Anche perché non è che vi siano troppe alternative: “Il cattolicesimo francese sta vivendo una situazione senza precedenti”, dice oggi al Foglio. “Ha più di millecinquecento anni di storia, ma non è mai stato una minoranza. Due esempi illustrano la situazione: l’età media dei sacerdoti è di 75 anni e solo un terzo dei bambini è oggi battezzato. Questo significa che ci saranno ancora meno sacerdoti nei prossimi venti-trent’anni, e gli adulti di allora non conosceranno più Gesù Cristo. Allo stesso tempo – prosegue l’abbé – penso che non saremo mai una minoranza come gli altri, una minoranza tra gli altri”.
“Leggendo la Nota
dei vescovi non vedo come un cattolico
possa votare per Marine
Le Pen”, dice il direttore dalle Croix
Quel che serve, dice Grosjean, è una sorta di “cattolicesimo disinibito”, senza complessi. E questo perché “una minoranza che non comunica è condannata a morire”. Il fatto è che “quando si è una minoranza, si è tentati di diluirsi o di guardare al proprio interno. In un caso come nell’altro significa essere presenti. E questo è un abbandono, cioè una parola impossibile per i cristiani”. C’è anche la necessità di reinventare modi per raccontare il messaggio del cristianesimo”. Eppure, anche in questo quadro non certo idilliaco la convinzione che qualcosa stia cambiando c’è. “I giovani hanno certamente le loro debolezze, ma sono generosi. Hanno preso colpi a causa della loro fede, ma hanno anche trovato i luoghi necessari per alimentare la loro guarigione. I nostri pellegrinaggi, i nostri santuari (Lourdes, Rocamadour) sono ferquentati da tanti giovani, che riscoprono una pratica un po’ abbandonata dai loro genitori, come l’adorazione eucaristica e la confessione.
Nelle nostre città, parrocchie di giovani si sviluppano e sono come oasi in un deserto spirituale. Molti tra loro non hanno paura di impegnarsi nel mondo della beneficenza, anche nelle periferie”. Si potrebbe dire, dunque, “inferiori di numero ma più visibili; minoranza ma più ferventi. Questo è ciò che caratterizza i giovani cattolici francesi di oggi. I sacerdoti che come me li accompagnano sono influenzati dal loro desiderio di essere testimoni di un tesoro che per noi che crediamo ha sconvolto il mondo: il Vangelo”. Quanto al piano meramente politico, il fatto è che tra i fedeli “alcuni sono in attesa del candidato perfetto, confondendo le elezioni con un processo di canonizzazione. Invece – osserva Grosjean – è tempo di lasciare la panchina e mettersi in gioco. Bisogna smettere di guardare la partita senza di noi; c’è troppo idealismo in politica”.

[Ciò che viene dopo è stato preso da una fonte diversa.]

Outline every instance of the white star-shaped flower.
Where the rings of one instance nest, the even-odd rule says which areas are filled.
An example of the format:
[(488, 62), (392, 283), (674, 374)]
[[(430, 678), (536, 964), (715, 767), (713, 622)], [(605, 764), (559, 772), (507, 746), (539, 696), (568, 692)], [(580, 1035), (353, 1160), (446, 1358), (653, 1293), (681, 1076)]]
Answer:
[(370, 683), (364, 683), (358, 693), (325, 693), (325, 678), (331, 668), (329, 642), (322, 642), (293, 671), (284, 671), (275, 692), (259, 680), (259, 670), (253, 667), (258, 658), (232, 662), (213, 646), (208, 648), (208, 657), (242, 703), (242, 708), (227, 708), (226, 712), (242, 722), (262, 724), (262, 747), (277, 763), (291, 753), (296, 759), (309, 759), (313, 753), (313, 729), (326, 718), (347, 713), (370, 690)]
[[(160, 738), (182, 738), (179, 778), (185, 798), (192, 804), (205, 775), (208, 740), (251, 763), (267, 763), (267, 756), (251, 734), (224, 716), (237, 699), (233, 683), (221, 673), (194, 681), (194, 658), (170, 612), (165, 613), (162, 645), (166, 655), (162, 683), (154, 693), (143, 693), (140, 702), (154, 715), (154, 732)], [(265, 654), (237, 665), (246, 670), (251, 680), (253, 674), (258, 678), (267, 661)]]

Perfetto o no, Fillon le catho in campo c’era. Poi però è stato impallinato da scandali famigliari, forse da qualche soffiata interna al suo stesso partito. Di sicuro, le sue visite regolari all’Abbazia di Solesmes, simbolo della reazione ottocentesca e del revival cattolico di allora, non sono piaciute all’intellighenzia nazionale, ha scritto Jean Duchesne, professore emerito al Condorcet College, consigliere speciale del cardinale arcivescovo di Parigi e direttore dell’Accademia cattolica di Francia. E’ una questione ideologica, “in diversi ambienti la religione in generale e il cattolicesimo in particolare è vista come una malattia infantile. Questa non è solo l’idea di marxisti mezzi pentiti ancora desiderosi di inveire contro ‘l’oppio delle masse’. L’avversione al cristianesimo la si trova anche nell’estrema destra e tra i centristi, dove la fede viene assimilata al fanatismo”.

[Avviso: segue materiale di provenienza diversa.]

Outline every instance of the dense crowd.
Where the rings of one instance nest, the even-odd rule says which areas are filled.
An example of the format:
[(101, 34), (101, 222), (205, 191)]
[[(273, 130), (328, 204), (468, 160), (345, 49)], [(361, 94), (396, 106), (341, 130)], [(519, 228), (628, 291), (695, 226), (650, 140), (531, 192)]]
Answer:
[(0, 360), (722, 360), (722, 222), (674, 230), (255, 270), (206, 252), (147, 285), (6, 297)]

Comunque stiano le cose, “il pessimismo non è giustificato”, aggiungeva Duchesne: “In Francia, l’ondata laicista del novecento coincise con l’avvento di Santa Teresa di Lisieux e con le conversioni di Péguy, Claudel e Maitain. I totalitarismi del Ventesimo secolo coesistevano con Bernanos, de Lubac, Daniélou, Congar e Bouyer. Alcuni filosofi francesi contemporanei di fama internazionale, come Jean-Luc Marion e Rémi Brague, sono cattolici. Insomma, la chiesa porta frutto anche quando è fraintesa e disprezzata”.